Cannabidiol converts NF(κ)B into a tumor suppressor in glioblastoma with defined antioxidative properties


  • M.N.M. Volmar
  • J. Cheng
  • H. Alenezi
  • S. Richter
  • A. Haug
  • Z. Hassan
  • M. Goldberg
  • Y. Li
  • M. Hou
  • C. Herold-Mende
  • C.L. Maire
  • K. Lamszus
  • C. Flüh
  • J. Held-Feindt
  • G. Gargiulo
  • G.J. Topping
  • F. Schilling
  • D. Saur
  • G. Schneider
  • M. Synowitz
  • J.A. Schick
  • R.E. Kälin
  • R. Glass


  • Neuro-Oncology


  • Neuro Oncol 23 (11): 1898-1910


  • BACKGROUND: The transcription factor NF(κ)B drives neoplastic progression of many cancers including primary brain tumors (glioblastoma; GBM). Precise therapeutic modulation of NF(κ)B activity can suppress central oncogenic signalling pathways in GBM, but clinically applicable compounds to achieve this goal have remained elusive. METHODS: In a pharmacogenomics study with a panel of transgenic glioma cells we observed that NF(κ)B can be converted into a tumor suppressor by the non-psychotropic cannabinoid Cannabidiol (CBD). Subsequently, we investigated the anti-tumor effects of CBD, which is used as an anticonvulsive drug (Epidiolex) in pediatric neurology, in a larger set of human primary GBM stem-like cells (hGSC). For this study we performed pharmacological assays, gene expression profiling, biochemical and cell-biological experiments. We validated our findings using orthotopic in vivo models and bioinformatics analysis of human GBM-datasets. RESULTS: We found that CBD promotes DNA binding of the NF(κ)B subunit RELA and simultaneously prevents RELA-phosphorylation on serine-311, a key residue which permits genetic transactivation.

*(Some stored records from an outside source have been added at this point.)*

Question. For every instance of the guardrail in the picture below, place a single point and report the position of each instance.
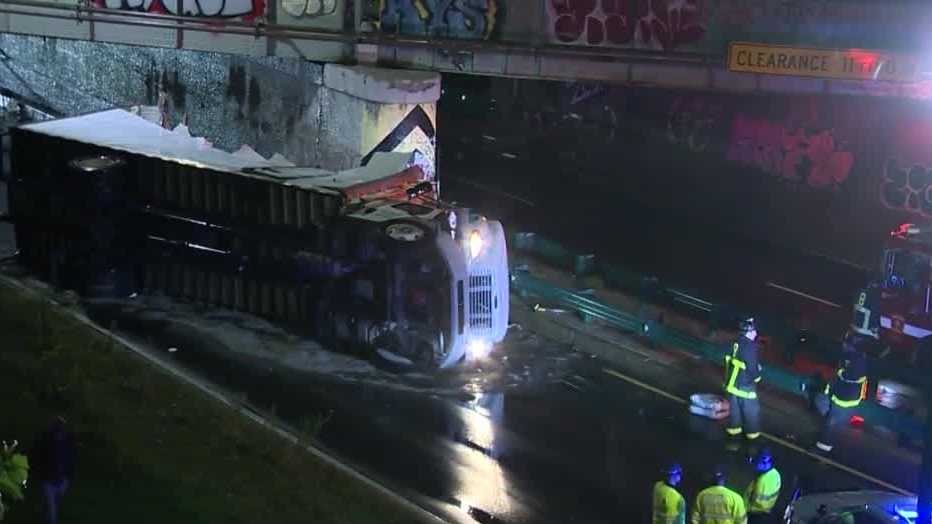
(590, 308)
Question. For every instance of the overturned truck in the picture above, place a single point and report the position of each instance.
(109, 204)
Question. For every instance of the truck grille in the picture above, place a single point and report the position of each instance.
(480, 302)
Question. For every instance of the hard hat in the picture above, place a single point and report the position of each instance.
(719, 472)
(763, 460)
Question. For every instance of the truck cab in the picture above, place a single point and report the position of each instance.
(903, 291)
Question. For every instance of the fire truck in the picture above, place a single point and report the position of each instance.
(896, 306)
(109, 204)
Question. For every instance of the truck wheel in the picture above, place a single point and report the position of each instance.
(405, 232)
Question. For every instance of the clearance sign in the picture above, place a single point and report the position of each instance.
(850, 64)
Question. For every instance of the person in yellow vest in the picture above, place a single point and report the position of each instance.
(717, 504)
(845, 390)
(742, 374)
(762, 493)
(669, 505)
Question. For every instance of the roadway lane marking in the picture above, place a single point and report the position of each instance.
(773, 438)
(648, 387)
(801, 294)
(490, 189)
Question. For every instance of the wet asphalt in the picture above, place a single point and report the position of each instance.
(538, 433)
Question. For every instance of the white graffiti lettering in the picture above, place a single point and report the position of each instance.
(205, 8)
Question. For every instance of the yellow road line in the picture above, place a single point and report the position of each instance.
(636, 382)
(773, 438)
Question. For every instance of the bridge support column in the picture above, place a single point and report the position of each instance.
(371, 109)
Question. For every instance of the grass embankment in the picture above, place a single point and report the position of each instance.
(151, 449)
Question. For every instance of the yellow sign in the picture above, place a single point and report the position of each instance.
(850, 64)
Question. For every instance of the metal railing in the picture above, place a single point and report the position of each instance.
(82, 12)
(590, 308)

Strikingly, sustained DNA binding by RELA lacking phospho-serine 311 was found to mediate hGSC cytotoxicity. Widespread sensitivity to CBD was observed in a cohort of hGSC defined by low levels of reactive oxygen-species (ROS), while high ROS-content in other tumors blocked CBD induced hGSC death. Consequently, ROS levels served as predictive biomarker for CBD-sensitive tumors. CONCLUSIONS: This evidence demonstrates how a clinically approved drug can convert NF(κ)B into a tumor suppressor and suggests a promising repurposing option for GBM-therapy.